Capital costs alone appear to make new Alberta refineries uneconomic, which is why oil sands producers prefer buying US refineries and renovating
A new study from the School of Public Policy says the soon to be operational refinery near Edmonton is likely to lose a dollar for every barrel of bitumen it processes and Albertans will be on the hook for 75 per cent of the loss. But North West Redwater Sturgeon Refinery management has fired back, accusing economist Brian Livingston of using “false assumptions” in his analysis.
The controversial project, the first new Canadian refinery since 1984, is designed to process 50,000 b/d of bitumen and 29,000 b/d of dilbit, producing 40,000 b/d of low sulphur diesel, 28,000 b/d of diluent, and 13,000 b/d of other lighter petroleum products.
One of several reasons the refinery is controversial is BRIK, the “bitumen royalty-in-kind program” that requires Alberta to provide 75 per cent of the bitumen (received by the government in lieu of royalties), which North West Refining processes for a fee, or toll. The government retains ownership of the finished product and markets it through the Alberta Petroleum Marketing Commission.
Prof. Brian Livingston of the School of Public Policy says this arrangement removes the incentive for the operation to be managed as efficiently as possible, exposing Alberta to losses of about $24 million a year, according to his calculations.
“They have no risk so they have no skin in the game,” he said in an interview.
The loss might be higher if the cost of feedstock (diluted bitumen) rises or the price of petroleum products drops.
But the refinery could make a profit if dilbit costs moderate or petroleum prices go up.
It all depends on the assumptions Prof. Livingston plugs into his spreadsheet.
North West Refining took exception to his calculations in an emailed statement: “The author of the School of Public Policy Report did not contact North West Refining Inc. to verify the economic assumptions on which the report is based or discuss the conclusions reached. For this reason he did not have access to complete and accurate information about the project. As a result, certain of the assumptions and guesses about important elements of the project are factually incorrect.”

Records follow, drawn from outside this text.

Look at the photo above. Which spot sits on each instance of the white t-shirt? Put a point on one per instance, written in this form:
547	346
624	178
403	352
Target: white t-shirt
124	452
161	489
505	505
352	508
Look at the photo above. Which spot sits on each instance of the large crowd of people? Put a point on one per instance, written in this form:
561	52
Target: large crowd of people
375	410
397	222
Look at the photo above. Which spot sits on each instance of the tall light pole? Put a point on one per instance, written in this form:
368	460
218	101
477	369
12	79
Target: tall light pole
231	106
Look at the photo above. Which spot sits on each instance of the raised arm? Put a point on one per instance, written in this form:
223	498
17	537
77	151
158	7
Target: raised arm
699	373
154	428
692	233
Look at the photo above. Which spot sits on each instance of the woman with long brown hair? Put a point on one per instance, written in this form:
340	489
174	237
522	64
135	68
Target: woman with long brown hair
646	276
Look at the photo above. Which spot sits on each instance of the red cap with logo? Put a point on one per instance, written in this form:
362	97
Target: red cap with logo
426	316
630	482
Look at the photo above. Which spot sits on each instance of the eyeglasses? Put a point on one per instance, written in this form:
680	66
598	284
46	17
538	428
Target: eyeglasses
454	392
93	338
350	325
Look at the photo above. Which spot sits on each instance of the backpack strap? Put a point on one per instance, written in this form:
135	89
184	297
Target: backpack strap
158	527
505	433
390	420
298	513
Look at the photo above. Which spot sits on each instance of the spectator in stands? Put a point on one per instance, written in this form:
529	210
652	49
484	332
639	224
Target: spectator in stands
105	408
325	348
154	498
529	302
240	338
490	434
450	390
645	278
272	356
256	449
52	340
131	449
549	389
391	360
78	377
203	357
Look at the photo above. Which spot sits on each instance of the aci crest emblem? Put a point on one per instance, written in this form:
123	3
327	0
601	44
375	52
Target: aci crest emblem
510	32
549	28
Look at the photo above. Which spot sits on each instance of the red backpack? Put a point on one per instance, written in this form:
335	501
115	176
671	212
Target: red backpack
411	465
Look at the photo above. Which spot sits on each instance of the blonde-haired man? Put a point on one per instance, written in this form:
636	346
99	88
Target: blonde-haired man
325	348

The company pointed to a Conference Board of Canada study that estimates the refinery will generate $100 million profit annually.
“Financial analysis by independent third parties continues to show that the Sturgeon Refinery will provide positive results for Albertans,” the statement says.
What are readers to make of these dueling studies? Frankly, the project’s profitability one way or the other isn’t that interesting.
Readers can peruse them and make up their own minds about the likely profitability of the refinery. Or, they can wait a few months and read the company’s financial statements after its first (partial) year of operation.
But it is interesting that the Energy Diversification Advisory Committee didn’t recommend more refining and full upgrading in its report, released a few months ago, despite the fact Rachel Notley and the NDP included adding more refining at home in their 2015 election campaign. [Full disclosure: I was contracted as a copy editor for the final draft of the EDAC report.]
Instead, EDAC recommended supporting the rapid commercialization of bitumen partial upgrading technology and financial support for petrochemical expansion. The Notley government apparently agreed, since it committed $2 billion toward those goals.
So, when North West Refining argues, as it did in its statement, that “Albertans need diversification options that maximize the value of our resources and allow existing pipelines to export more value,” those options pretty clearly don’t include more refineries.
Should more refining be an option?
If it should, why hasn’t the private sector built more refineries in Alberta – or anywhere in Canada – over the past 30 years?
One reason is the cost of capital construction.
Livingston uses the example of Husky Energy and its purchase of a 50,000 barrel per day refinery – whose production is almost identical to the Sturgeon facility – in Wisconsin for $670 million, which works out to $13,000CDN per flowing barrel.
By contrast, Sturgeon’s latest capital cost estimate in April was $9.7 billion, for a cost per flowing barrel of $123,000CDN, according to Livingston’s study.
Small wonder, then, that Canadian oil sands producers have chosen to buy American refineries and convert them (adding cokers and hydrotreaters that can cost up to $1 billion to install) to process bitumen.
For instance, Cenovus Energy produced about 150,000 b/d of bitumen in 2016, has a 50 per cent interest in two US refineries operated by Phillips 66 that have a total capacity of 460,000 bpd, of which 255,000 b/d is heavy crude.
Suncor and Husky also have US refineries capable of processing bitumen.
Livingston’s numbers, buttressed by the real-life decisions of oil sands companies’ management – always a good indicator of what is economic and what isn’t – suggests that the Sturgeon refinery will be the last of its kind in Western Canada.
That said, if the North West Refining management turns out to be correct and the facility does consistently earn $100 million a year, then it will probably be able to finance the planned two expansion phases (that would triple output) on its own without Alberta taxpayers risking more money.
Either way, whether profitable or not, the Alberta government has thrown in its lot with partial upgrading and petrochemical expansion, and Sturgeon is almost certainly the last refinery that will ever be built in Alberta.